He has spoken out against human rights violations carried out against the Rohingya people of Myanmar, the Palestinians, the Syrian people and victims in many other countries including China, Egypt, Libya and the Philippines. These followed in particular after his visits to Yemen, Democratic Republic of Congo, South Sudan, Kenya, Liberia, Mali, Burkina Faso, Central African Republic, Afghanistan, Kyrgyzstan, Tajikistan, Honduras, and Colombia.

He has also been an advocate in favour of LGBT rights, victims of torture, rape survivors especially among the Yazidis and Rohingya, and indigenous peoples' rights.

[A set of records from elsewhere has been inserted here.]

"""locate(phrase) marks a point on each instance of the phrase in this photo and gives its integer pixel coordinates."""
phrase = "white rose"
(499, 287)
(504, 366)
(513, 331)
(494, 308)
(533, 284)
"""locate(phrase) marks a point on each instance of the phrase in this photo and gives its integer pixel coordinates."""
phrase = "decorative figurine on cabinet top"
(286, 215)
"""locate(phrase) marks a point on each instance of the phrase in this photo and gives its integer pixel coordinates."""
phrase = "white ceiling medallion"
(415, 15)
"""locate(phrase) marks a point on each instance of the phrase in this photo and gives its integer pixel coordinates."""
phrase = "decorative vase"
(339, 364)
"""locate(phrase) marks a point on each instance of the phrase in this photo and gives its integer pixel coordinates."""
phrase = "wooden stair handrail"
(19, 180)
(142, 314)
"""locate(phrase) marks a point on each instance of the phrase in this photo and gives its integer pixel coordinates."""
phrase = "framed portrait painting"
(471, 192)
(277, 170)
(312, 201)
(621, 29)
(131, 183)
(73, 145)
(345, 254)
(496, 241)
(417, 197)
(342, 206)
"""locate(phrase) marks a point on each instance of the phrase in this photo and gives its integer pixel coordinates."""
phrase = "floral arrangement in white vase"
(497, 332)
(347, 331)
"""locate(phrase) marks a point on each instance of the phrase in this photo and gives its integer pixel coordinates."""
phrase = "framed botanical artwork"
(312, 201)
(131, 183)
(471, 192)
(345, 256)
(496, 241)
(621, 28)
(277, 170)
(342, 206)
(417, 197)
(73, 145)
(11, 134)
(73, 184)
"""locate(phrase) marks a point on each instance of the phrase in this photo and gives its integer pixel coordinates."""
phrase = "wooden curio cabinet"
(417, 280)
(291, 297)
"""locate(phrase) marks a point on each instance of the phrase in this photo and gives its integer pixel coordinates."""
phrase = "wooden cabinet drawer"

In 2019, Gilmour received the Sir Brian Urquhart Award for distinguished service to the UN. He was appointed Companion of the Order of St Michael and St George (CMG) in the 2020 Birthday Honours for services to human rights.

== Publications ==
Gilmour published a short history of the UN's involvement in the Middle East from 1945 to 2015.  He has also published in the Financial Times, the New York Times, the Guardian,  Bloomberg, The Economist, The Scotsman, The Nation, and other world publications, including in Africa and Latin America.

He also published "The future of human rights: A view from the UN",  in the Journal of Ethics and International Affairs.